In fact, if you are a part of a team working on building a modern data architecture, chances are high you are using an open-source stack.


Similarly, Cloud Computing has been enabling Big Data Solutions in yielding scalable and cost-effective solutions in analytics space.


Open Source and Cloud : The Correlation

In the cloud ecosystem, many of the commercially available cloud services are either

Similar to an OSS ➑ Similar in Features (Eg: AWS Step Functions and Apache Airflow )

OR

Modeled after an OSS ➑ Follows/ Inherits the design principles of an existing Open Source framework. (Eg: AWS Kinesis and Apache Kafka)
OR

Managed service of an OSS ➑ Takes care of deployment & maintenance of the OSS framework and making it ready to use. (Eg: AWS RDS Postgres and PostgresDB)
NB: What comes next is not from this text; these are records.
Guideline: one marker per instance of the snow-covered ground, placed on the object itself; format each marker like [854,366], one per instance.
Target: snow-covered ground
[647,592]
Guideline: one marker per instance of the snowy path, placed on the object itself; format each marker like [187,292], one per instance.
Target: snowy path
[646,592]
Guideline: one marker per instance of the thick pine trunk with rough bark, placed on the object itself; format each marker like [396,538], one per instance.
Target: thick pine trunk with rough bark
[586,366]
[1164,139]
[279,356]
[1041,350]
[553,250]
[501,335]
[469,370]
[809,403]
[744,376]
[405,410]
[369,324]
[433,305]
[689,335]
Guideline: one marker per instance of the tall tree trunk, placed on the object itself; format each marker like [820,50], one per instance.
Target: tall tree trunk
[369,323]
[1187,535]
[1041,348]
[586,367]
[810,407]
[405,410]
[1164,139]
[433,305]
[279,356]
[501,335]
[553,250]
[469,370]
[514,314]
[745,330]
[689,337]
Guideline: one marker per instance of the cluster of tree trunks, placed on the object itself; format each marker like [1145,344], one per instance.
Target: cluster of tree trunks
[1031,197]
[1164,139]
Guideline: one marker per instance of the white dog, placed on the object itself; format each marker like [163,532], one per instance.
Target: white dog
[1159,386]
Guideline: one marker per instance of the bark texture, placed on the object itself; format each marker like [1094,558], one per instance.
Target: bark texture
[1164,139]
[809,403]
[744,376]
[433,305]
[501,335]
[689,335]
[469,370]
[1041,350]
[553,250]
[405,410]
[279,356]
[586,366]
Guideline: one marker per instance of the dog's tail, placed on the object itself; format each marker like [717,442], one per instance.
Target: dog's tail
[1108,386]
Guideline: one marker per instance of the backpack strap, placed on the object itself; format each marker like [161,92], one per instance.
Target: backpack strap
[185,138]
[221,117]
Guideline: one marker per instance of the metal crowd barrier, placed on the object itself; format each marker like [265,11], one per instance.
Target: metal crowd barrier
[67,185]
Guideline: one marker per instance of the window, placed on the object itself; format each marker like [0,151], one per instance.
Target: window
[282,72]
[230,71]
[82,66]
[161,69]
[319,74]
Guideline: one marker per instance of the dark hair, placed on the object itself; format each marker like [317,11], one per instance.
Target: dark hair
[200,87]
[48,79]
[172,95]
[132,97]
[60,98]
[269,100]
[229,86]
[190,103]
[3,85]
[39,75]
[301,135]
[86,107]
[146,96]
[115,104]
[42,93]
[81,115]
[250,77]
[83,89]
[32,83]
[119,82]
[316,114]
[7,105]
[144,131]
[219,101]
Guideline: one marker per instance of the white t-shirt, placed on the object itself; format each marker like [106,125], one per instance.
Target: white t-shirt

To understand more, Let's touch upon the basics...


Getting to know the cloud

The first step that many of us go through while getting to know about cloud services is to start wondering where to start from the plethora of services available out there.

So, For the ease of understanding, Irrespective of the cloud provider (AWS, Azure, GCP, etc). let's group the big data related cloud services into these stages.

Alt Text


Now, Let's try to understand the cloud ecosystem by comparing AWS cloud services with its equivalent open source frameworks. (Similar comparison can be drawn with Azure and GCP as well)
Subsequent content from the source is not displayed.